In fact, it was offered at Sotheby’s on 1st July 1987 - its title slightly altered (The Landscape instead of The River - then again at Christie’s in 1988, before reappearing at Sotheby’s New York on 8 May 2008, notably with a certificate of authenticity from the Comité Picabia, purchased in private agreement (since the canvas had remained unsold). Finally, during an auction organized in London, it was pointed out as being stolen by an expert from the Comité Picabia which had overlooked it earlier. Of course, it is well known the artist had a prolific production and that his first Impressionist style resembles that of many others. The city of Nevers therefore claimed the painting which was officially restituted by Sotheby’s this morning and will be presented at the Palais ducal during the Journées du Patrimoine on 15 and 16 September. No information was disclosed concerning the indemnity paid to the owner of the painting.

The work was not listed in the Art Loss Register, one of the most important databases in the world for stolen works which provides an image as well as the name of the artist and title of the work but requires payment to consult. However, it seems particularly strange that this work was not included in the Interpol database which is simple to access and free of charge [1] (see here), nor in the TREIMA base created in 1995 under the authority of the OCBE ; thefts before a certain date however, including the painting from Nevers, are not yet listed. Guillaume Cerutti regrets notably - and we had also expressed our own concerns here as well - that the information on TREIMA is not accessible directly to art market professionals ; finally, he insisted on the need for public authorities and private individuals to cooperate in establishing an updated database with information provided by all parties, allowing for a truly efficient system for finding stolen works whose appearance on the market offers few possibilities to owners for recovering their property. We all remember the Degas which was not mentioned in Interpol listings...

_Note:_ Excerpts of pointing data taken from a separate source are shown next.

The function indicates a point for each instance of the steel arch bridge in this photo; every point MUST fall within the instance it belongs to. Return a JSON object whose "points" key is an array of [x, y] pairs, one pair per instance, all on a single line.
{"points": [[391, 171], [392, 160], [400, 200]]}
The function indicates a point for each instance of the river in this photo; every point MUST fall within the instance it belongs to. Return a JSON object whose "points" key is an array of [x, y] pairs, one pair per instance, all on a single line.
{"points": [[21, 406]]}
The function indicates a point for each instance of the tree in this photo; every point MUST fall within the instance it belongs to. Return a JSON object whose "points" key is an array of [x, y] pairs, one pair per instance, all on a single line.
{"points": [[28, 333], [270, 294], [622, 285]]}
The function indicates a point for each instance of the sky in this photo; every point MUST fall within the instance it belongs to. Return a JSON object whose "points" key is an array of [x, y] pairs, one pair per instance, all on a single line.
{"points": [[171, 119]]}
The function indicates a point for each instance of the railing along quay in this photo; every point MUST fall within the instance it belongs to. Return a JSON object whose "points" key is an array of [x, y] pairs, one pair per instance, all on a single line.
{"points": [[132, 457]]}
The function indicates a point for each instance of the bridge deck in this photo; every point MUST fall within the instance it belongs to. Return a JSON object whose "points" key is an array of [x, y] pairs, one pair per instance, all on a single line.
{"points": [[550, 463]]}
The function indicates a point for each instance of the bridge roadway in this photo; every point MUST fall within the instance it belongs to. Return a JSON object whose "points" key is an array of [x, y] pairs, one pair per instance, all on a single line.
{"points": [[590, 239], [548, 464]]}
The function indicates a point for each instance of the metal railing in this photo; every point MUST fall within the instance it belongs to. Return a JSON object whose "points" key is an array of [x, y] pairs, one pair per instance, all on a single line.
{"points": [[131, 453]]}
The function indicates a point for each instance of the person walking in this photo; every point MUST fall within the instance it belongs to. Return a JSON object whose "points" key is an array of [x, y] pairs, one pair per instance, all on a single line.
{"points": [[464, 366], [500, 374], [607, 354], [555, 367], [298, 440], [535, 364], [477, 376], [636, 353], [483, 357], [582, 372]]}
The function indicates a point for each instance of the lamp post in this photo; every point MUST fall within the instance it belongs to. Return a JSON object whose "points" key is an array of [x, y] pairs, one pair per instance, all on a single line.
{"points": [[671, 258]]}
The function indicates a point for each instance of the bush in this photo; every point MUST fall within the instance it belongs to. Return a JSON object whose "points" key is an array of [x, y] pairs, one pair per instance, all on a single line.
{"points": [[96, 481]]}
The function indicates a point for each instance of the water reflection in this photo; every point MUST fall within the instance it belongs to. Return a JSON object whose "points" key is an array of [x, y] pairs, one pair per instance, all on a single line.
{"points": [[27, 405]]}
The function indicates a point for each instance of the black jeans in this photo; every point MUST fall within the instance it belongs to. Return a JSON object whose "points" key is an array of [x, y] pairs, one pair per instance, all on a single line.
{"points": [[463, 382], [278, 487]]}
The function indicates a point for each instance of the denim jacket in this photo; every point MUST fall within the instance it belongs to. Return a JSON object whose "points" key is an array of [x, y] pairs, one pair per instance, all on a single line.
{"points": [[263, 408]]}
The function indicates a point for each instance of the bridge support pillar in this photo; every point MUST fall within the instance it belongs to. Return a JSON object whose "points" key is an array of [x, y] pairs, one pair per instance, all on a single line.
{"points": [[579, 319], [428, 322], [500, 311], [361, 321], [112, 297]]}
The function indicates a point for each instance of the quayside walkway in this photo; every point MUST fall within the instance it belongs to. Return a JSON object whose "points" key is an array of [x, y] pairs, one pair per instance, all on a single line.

This Nevers landscape painted in 1906 belongs to the artist’s Impressionist period which, between 1902 and 1908, was influenced by the works of Sisley and Pisarro, long before he became a figure of the Dadaist and Abstract movements. His production at the time was well received although art historians today see it in a more critical light, as in the case of Arnauld Pierre [2] who writes that "Picabia, a belated rather than a late Impressionist, follows in Camille Pisarro or Alfred Sisley’s footsteps, repeating their motifs and appropriating their manner. [...] Many of the so-called Impressionist canvases by Picabia play instead, quite adroitly, with the possible confusion between a tribute, an allusion and a pure and simple misuse. adding that the painter recycles processes "by applying in fact a great deal of virtuosity, and, depending on the circumstance, drew from a large stock of images which were then becoming stereotypical of Impressionist landscapes."


Bénédicte Bonnet Saint-Georges, mercredi 5 septembre 2012


Notes

[1] Users must however register with Interpol before consulting.

[2] Arnauld Pierre, "La peinture est-elle un art ? Picabia et la photographie,les sources d’un problème.", Etudes photographiques, n° 5, November 1998.